Al Partito democratico la magra, magrissima consolazione di restare in Liguria (ma non a Genova) il primo partito.
Alla fine il risultato è questo: Giovanni Toti 34,44; Raffaella Paita 27,84; Alice Salvatore 24,84.
Ecco gli eletti
Il prossimo consiglio regionale sarà composto da 15 consiglieri di centrodestra oltre Giovanni Toti.
Entrano i sei del listino e dunque: Sonia Viale, Giacomo Giampedrone, Stefania Pucciarelli, Andrea Costa, Berrino e Ilaria Cavo.
Dalle liste provinciali, con il sistema proporzionale, entrano nell’emiciclo di via Fieschi 5 leghisti che sono Edoardo Rixi, Francesco Bruzzone (che dovrà scegliere tra il seggio di Genova o quello di Savona lasciando dunque il posto a Stefano Mai), Giovanni De Paoli e Alessandro Piana.

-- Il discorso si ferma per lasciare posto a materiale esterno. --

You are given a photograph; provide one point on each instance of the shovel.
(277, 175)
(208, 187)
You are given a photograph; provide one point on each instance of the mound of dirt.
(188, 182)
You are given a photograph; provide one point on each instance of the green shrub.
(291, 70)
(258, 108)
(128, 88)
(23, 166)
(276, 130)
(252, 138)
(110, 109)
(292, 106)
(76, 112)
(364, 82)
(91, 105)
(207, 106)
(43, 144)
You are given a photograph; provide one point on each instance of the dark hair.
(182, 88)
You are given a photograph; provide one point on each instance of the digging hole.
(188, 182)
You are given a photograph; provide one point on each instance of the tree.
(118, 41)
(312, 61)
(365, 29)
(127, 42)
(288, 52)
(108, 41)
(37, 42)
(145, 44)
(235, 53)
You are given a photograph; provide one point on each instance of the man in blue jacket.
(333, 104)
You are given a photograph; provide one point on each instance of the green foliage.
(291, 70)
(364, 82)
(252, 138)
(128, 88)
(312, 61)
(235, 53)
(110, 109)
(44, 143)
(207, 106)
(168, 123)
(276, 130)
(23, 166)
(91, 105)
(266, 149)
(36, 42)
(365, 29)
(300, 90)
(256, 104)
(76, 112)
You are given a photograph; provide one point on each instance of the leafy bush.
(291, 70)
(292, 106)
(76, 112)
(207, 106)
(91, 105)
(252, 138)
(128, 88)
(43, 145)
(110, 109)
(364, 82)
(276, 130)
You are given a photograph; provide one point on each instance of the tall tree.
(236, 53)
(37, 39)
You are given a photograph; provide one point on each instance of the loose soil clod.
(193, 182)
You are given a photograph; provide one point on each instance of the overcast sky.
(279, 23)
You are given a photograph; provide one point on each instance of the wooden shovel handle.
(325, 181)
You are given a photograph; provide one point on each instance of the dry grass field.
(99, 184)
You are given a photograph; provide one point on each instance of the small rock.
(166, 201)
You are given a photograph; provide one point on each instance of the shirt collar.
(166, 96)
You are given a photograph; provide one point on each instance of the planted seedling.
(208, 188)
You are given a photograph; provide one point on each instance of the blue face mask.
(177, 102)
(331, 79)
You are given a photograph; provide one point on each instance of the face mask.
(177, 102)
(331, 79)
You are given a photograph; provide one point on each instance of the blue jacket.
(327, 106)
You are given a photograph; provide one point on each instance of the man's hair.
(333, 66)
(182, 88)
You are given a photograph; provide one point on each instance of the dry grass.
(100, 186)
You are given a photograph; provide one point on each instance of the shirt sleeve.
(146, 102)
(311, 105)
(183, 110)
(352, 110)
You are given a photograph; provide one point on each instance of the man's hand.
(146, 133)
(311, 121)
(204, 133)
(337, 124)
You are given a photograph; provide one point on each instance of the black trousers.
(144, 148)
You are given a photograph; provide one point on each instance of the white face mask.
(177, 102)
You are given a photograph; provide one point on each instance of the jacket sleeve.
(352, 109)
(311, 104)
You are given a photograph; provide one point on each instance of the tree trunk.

Tre di Forza Italia: Claudio Muzio, Marco Scajola e Angelo Vaccarezza.
Torna in consiglio regionale anche l’uscente Matteo Rosso, sotto le insegne di Fratelli d’Italia.
Coalizione di centrosinistra
La coalizione di centrosinistra elegge 7 consiglieri oltre a Raffaella Paita, candidata presidente, la grande sconfitta, e sono tutti esponenti del Partito Democratico: Luca Garibaldi, Sergio Rossetti, Valter Ferrando e Giovanni Lunardon o Michele Malfatti a Genova e provincia; il recordman di preferenze (oltre le 5000), il savonese Luigi De Vincenzi, sindaco di Pietra Ligure; poi Juri Michelucci alla Spezia e Giovanni Barbagallo a Imperia.
Coalizione di Pastorino
La coalizione del civatiano Luca Pastorino elegge un solo consigliere ed è Gianni Pastorino di Rete a Sinistra.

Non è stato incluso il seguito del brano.